Le destin de cet homme d’affaires est atypique. Il avait traîné la République Démocratique du Congo (RDC)  devant la Cour Internationale de Justice pour 36 milliards de dollars américains. Il avait passé 17 ans  dans ce qu’on appelait Zaïre à l’époque et avait fait fortune avant d’être expulsé.

Rare sont les habitués du Boulevard de la République qui n’ont pas, une fois au moins, croisé cet homme toujours en veste et la cravate bien serrée. Diallo Cravate était devenu l’homme de cette partie de la capitale et qui était objet de tous les commentaires après son passage. Il avait quitté la Guinée très tôt sous le règne de feu Sékou Touré pour aller se réfugier au Zaïre. Il va se lancer dans les petites affaires et se fera un excellent carnet d’adresse et finira par créer la société « Afrique Conteneurs » pour transporter les mines alors sous blocus de l’UNITA par conteneurs.

Il devient ainsi l’un des hommes les plus riches du Zaïre et du continent africain. Il collabore avec les grandes sociétés de distribution de pétrole  comme Mobil, Shell, Total et Fina qui collaboraient avec les autorités zaïroises. Mais ses relations avec ces sociétés pétrolières vont s’effriter à cause des dettes que ces dernières ont contractées auprès de Diallo Cravate. Il finira par porter plainte devant les tribunaux qui lui donneront raison, notamment en autorisant la saisie des biens des pétroliers.

Le conflit entre Amadou Sadio et les grands magnats des hydrocarbures  va occasionnera une pénurie de carburant dans le pays. Nous sommes en 1995 avec un certain Kengo Wandondo Premier Ministre, Chef du Gouvernement. Il ne tardera pas à ordonner l’arrestation, l’emprisonnement pendant deux mois puis l’expulsion du milliardaire guinéen avec la complicité des pétroliers.  Heureusement qu’il avait pris le soin de prendre tous ces dossiers.

Aussitôt rentré au pays, Diallo Cravate va engager une course contre la montre afin d’être rétabli dans ses droits. Sûr d’avoir un dossier solide, l’homme contacte toutes les bonnes volontés et n’hésite pas à dire que sa seule fortune pourrait aider la Guinée à sortir de l’endettement auprès des institutions de Breton Woods. Il prend attache avec quelques fonctionnaires de la BCRG qui faciliteront à bien compiler son dossier. Certains iront jusqu’à lui demander de passer d’abord par la cour d’arbitrage de la Banque Mondiale qui protège les investisseurs étrangers. Le Président Conté, mis au parfum de sa mésaventure, aurait même engagé un cabinet pour l’assister.

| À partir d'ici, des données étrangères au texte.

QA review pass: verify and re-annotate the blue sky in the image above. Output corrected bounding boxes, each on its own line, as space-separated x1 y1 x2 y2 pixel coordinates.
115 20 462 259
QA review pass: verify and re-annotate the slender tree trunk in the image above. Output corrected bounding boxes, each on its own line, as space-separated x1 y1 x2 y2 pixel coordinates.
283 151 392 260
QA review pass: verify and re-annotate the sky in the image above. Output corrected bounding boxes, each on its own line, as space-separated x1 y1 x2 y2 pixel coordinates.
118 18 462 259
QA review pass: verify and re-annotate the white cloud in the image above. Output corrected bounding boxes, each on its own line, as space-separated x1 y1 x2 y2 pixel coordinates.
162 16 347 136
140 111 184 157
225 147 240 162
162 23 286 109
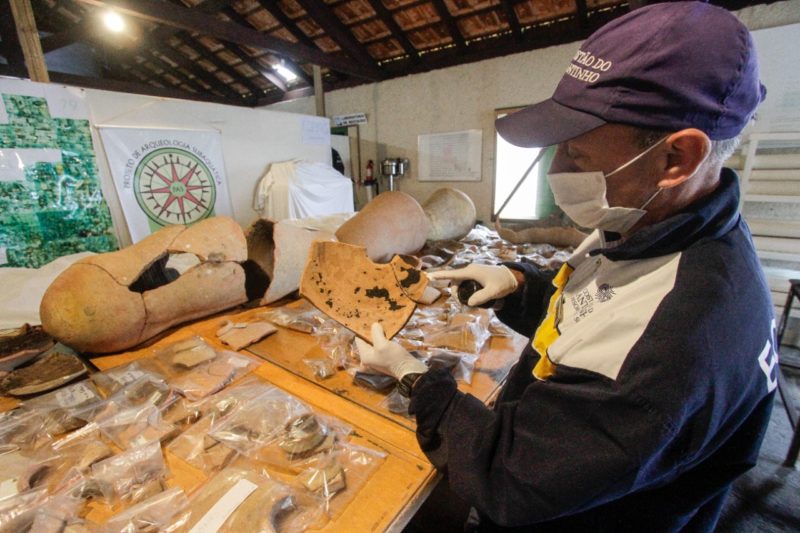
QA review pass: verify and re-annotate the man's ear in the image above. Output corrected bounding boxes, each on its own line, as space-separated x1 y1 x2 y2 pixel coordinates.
658 128 711 189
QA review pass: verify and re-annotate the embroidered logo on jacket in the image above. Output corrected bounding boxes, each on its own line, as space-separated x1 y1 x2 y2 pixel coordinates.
758 318 778 392
594 283 616 302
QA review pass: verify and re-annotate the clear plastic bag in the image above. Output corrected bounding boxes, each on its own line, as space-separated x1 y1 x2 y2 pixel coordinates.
295 442 386 518
90 359 166 398
51 430 114 474
0 449 59 499
96 403 178 450
209 387 350 467
0 409 52 453
312 318 358 369
0 488 49 533
415 348 479 384
258 300 323 333
103 487 190 533
20 380 104 436
303 359 336 379
0 475 84 533
186 467 321 533
425 310 491 354
156 337 258 401
380 388 411 418
167 377 270 473
108 373 180 412
92 442 169 505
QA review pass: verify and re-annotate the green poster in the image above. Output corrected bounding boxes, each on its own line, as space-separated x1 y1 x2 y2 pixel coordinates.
0 79 118 268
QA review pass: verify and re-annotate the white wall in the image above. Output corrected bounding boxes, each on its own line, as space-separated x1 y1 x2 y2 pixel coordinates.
86 89 331 245
269 0 800 221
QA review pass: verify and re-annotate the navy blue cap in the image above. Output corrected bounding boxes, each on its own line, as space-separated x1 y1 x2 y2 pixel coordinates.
496 2 767 147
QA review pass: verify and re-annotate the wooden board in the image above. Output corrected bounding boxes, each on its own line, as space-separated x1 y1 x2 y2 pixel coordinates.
247 300 527 431
0 298 526 531
89 309 436 531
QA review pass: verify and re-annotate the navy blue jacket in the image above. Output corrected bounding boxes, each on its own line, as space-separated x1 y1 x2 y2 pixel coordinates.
410 169 777 532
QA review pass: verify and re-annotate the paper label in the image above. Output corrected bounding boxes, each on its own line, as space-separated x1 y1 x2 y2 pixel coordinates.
0 477 19 500
55 383 97 407
189 479 258 533
228 357 250 368
108 368 144 385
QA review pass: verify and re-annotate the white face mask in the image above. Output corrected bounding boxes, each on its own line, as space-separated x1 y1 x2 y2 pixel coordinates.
547 137 666 233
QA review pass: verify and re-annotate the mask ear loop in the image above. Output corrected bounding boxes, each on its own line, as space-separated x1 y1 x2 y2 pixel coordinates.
605 135 669 178
639 187 664 210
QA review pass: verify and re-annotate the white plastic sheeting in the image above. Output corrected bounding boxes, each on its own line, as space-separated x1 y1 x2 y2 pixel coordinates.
253 161 354 221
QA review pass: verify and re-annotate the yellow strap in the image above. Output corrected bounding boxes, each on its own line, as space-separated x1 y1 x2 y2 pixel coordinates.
532 263 575 381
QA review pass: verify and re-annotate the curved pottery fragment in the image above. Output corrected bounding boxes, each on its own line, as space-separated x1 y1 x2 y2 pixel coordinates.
422 187 477 241
300 241 428 342
495 224 587 246
336 191 428 262
245 218 338 305
39 217 247 353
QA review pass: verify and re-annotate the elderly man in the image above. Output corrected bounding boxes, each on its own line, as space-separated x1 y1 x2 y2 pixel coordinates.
359 2 777 532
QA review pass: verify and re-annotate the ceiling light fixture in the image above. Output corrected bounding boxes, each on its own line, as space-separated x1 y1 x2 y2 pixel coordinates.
103 11 125 33
274 64 297 82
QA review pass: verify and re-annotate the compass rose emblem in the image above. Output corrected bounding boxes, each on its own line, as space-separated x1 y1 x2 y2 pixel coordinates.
133 148 217 227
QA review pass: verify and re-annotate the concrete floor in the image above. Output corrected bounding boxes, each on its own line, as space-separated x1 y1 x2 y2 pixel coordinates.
717 346 800 533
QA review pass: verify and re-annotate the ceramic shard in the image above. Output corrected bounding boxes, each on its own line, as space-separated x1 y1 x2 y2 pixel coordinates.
300 241 428 341
336 191 428 262
246 219 340 305
422 187 477 241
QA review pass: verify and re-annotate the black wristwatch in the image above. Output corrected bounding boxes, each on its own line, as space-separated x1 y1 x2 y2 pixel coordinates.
397 372 422 398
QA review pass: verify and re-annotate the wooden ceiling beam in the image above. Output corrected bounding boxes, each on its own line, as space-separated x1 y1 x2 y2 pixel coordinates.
172 34 262 95
131 47 216 93
500 0 524 40
295 0 378 69
141 0 276 95
0 0 28 78
432 0 467 54
70 0 381 80
256 0 317 48
42 25 94 54
367 0 419 63
50 72 242 106
222 7 304 92
256 87 314 106
139 43 242 100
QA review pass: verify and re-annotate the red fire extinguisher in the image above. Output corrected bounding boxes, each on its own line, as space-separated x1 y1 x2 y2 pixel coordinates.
364 159 378 203
364 159 375 185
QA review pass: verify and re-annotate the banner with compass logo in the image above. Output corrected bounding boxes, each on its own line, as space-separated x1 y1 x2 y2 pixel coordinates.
98 126 232 242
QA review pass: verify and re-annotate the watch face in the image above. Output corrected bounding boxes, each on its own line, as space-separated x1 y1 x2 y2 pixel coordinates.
133 148 217 226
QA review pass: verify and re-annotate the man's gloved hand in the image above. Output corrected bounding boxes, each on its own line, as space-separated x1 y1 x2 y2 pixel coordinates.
356 322 428 381
426 263 519 307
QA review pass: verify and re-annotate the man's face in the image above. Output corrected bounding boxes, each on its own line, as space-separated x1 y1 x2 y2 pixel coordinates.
550 124 666 207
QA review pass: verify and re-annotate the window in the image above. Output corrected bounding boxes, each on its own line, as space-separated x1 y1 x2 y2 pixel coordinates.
492 108 542 220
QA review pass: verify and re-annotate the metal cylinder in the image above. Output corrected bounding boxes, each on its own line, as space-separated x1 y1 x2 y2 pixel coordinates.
364 184 375 203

Entre temps, d’autres personnes lui demandent d’ester directement auprès de la Cour Internationale de Justice. Le temps passe, la galère commence. Diallo Cravate commence à se sentir abandonné par tout le monde. La vie devient un cauchemar pour lui. Malgré tout, il garde sa dignité.

Mais en 1998, la Guinée saisit la CIJ contre la RDC pour avoir injustement emprisonné Diallo Cravate. La plainte demandait le paiement de créances d’un montant de plus de 36 milliards de dollars américains.M. Diallo, qui avait passé plus de deux mois en prison, avait, selon la Guinée, également été dépossédé de propriétés, d’entreprises et de comptes bancaires avant d’être expulsé de RDC.
Les Magistrats ont toutefois estimé que l’arrestation, la détention et l’expulsion de M. Diallo ne constituaient pas une violation de ses droits en tant qu’associé de ses entreprises, la société de négoce Africom-Zaïre et la société de transports de conteneurs Africontainers-Zaïre.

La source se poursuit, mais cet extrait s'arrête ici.